If feeding grayling can be seen breaking the surface – and occasionally, even when no fish are rising – try a dry fly. A sampler of excellent dry fly patterns for grayling might include Adams, Irresistible, Elk Hair Caddis, Humpies, Griffith’s Gnat, Mosquito and, of course, the Black Gnat and Royal Coachman. Fly sizes should range from Nos. 20 to 10. Anglers with spinning rods can successfully cast dry flies for grayling by clipping a small bobber 18 inches or so above the fly. The bobber’s added bulk allows weightless flies to be cast long distances.

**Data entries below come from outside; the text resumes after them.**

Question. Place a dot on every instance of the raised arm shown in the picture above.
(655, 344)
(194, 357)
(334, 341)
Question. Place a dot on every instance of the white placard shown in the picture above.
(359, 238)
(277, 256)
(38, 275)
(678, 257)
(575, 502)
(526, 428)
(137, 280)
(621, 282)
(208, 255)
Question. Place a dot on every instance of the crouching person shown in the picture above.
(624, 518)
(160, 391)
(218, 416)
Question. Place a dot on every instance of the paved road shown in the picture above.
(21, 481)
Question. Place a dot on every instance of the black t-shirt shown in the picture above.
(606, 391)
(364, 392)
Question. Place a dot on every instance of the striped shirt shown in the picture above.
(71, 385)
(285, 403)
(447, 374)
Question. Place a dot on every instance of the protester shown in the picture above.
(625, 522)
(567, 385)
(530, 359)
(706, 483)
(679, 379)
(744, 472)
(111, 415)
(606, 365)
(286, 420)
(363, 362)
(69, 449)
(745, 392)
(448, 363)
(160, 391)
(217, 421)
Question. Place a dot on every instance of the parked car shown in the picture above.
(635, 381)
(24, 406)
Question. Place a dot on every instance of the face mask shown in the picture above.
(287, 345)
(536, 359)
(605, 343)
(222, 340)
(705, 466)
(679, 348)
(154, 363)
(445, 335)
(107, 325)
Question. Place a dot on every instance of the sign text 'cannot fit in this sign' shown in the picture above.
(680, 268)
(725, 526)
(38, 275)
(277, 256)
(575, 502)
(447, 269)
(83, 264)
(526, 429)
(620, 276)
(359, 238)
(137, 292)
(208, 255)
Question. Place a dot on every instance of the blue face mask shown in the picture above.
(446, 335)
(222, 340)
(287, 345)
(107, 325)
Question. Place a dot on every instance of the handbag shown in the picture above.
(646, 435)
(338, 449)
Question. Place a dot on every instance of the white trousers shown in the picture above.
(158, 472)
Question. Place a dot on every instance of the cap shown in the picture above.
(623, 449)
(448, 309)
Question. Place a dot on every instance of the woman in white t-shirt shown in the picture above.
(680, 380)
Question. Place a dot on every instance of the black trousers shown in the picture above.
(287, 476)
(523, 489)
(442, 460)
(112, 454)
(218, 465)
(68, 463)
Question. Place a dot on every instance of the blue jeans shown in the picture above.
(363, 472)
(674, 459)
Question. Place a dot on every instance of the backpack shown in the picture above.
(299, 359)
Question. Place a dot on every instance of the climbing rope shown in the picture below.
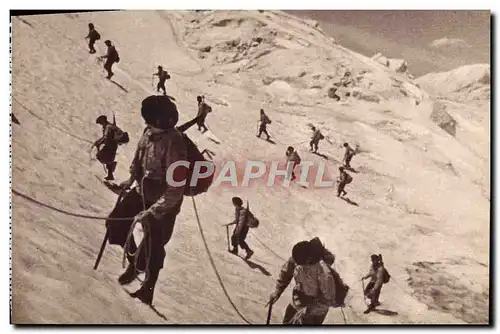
(72, 214)
(212, 262)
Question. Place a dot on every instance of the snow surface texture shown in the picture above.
(422, 194)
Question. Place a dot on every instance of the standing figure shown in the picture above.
(378, 276)
(93, 36)
(153, 202)
(264, 121)
(107, 154)
(241, 230)
(203, 110)
(293, 157)
(111, 57)
(349, 153)
(162, 77)
(316, 137)
(314, 284)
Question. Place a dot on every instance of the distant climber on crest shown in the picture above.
(343, 180)
(162, 77)
(293, 157)
(203, 110)
(107, 154)
(111, 57)
(93, 36)
(241, 230)
(264, 121)
(316, 137)
(349, 153)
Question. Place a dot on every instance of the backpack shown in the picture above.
(341, 290)
(115, 54)
(387, 276)
(193, 155)
(251, 221)
(121, 137)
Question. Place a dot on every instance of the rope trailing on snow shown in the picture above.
(212, 262)
(79, 215)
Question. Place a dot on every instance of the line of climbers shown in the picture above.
(155, 205)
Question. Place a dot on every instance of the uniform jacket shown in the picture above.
(288, 269)
(156, 151)
(240, 220)
(108, 136)
(349, 152)
(316, 135)
(376, 276)
(264, 120)
(294, 156)
(203, 110)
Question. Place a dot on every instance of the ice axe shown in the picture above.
(269, 311)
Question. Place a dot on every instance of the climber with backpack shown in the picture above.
(316, 287)
(203, 110)
(244, 220)
(93, 36)
(154, 202)
(264, 121)
(162, 77)
(316, 137)
(378, 277)
(343, 180)
(112, 136)
(294, 160)
(111, 57)
(349, 153)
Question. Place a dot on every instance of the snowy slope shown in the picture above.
(421, 193)
(470, 83)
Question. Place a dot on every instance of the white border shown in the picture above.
(185, 4)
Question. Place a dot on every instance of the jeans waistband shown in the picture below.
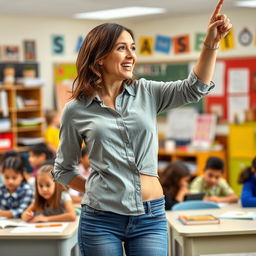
(148, 205)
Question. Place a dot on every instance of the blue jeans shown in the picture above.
(102, 233)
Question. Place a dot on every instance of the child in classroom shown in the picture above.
(39, 154)
(51, 203)
(53, 129)
(174, 180)
(15, 194)
(6, 154)
(248, 179)
(84, 170)
(211, 183)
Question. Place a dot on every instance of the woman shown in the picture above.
(116, 117)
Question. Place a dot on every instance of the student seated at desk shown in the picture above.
(216, 188)
(6, 154)
(15, 193)
(38, 155)
(248, 179)
(174, 180)
(52, 202)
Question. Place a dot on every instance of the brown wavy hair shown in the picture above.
(98, 43)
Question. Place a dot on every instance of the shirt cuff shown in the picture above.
(63, 177)
(201, 86)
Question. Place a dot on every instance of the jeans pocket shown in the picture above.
(158, 211)
(89, 211)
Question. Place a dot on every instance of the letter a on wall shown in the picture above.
(228, 42)
(181, 44)
(58, 45)
(146, 46)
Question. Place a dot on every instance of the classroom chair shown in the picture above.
(194, 205)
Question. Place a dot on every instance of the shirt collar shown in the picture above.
(88, 101)
(129, 89)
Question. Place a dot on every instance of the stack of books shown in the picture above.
(198, 219)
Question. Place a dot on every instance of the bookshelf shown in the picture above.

Many fly-fishers agree that for every grayling caught on a dry fly, at least twice as many wait below the surface to be caught on nymphs. Good nymph fly patterns include Hare’s Ear, Zug Bug, Bitch Creek, and Pheasant Tail in sizes 18 to 10. These nymphs in bead-head varieties can also be fished under a bobber by anglers with spinning outfits.
Grayling are often suckers for small, flashy spinners – Mepps, Rooster Tail, and Panther Martin brands are a few local staples. Try casting sizes 0 to 2 in a variety of colors. Bait fishers can catch grayling on salmon eggs and mealworms. When salmon are spawning nearby and opportunistic grayling are gobbling up the eggs, salmon-egg fly patterns such as Iliamna Pinkies or beads will effectively match the hatch.
Ancient, elegant and, in a most innocent sense, gullible, grayling are unique characters cut from the rare and precious tapestry that is Alaska. For a few old-timers (and for this one in particular) they compose the first lines of a long, colorful angling story. And for those new to fishing upstream of the 60th parallel north, the little fish promise admission to a world of clean, wild waters and unspoiled vistas.
It’s bedtime at my Denali Highway campsite. The fire has burned down into coals and I’ve run out of willow sticks to feed it. A hard frost glitters on my tent fly nearby; the grayling lake will be frozen by morning.
For now those fish with the flashing scales and tall sail fins will rise and leap only in my heart, where Alaska’s arctic and subarctic waters flow year-round. But I’ll catch them here again next spring, and surely for many seasons to come, when the aurora fades in the light of the midnight sun.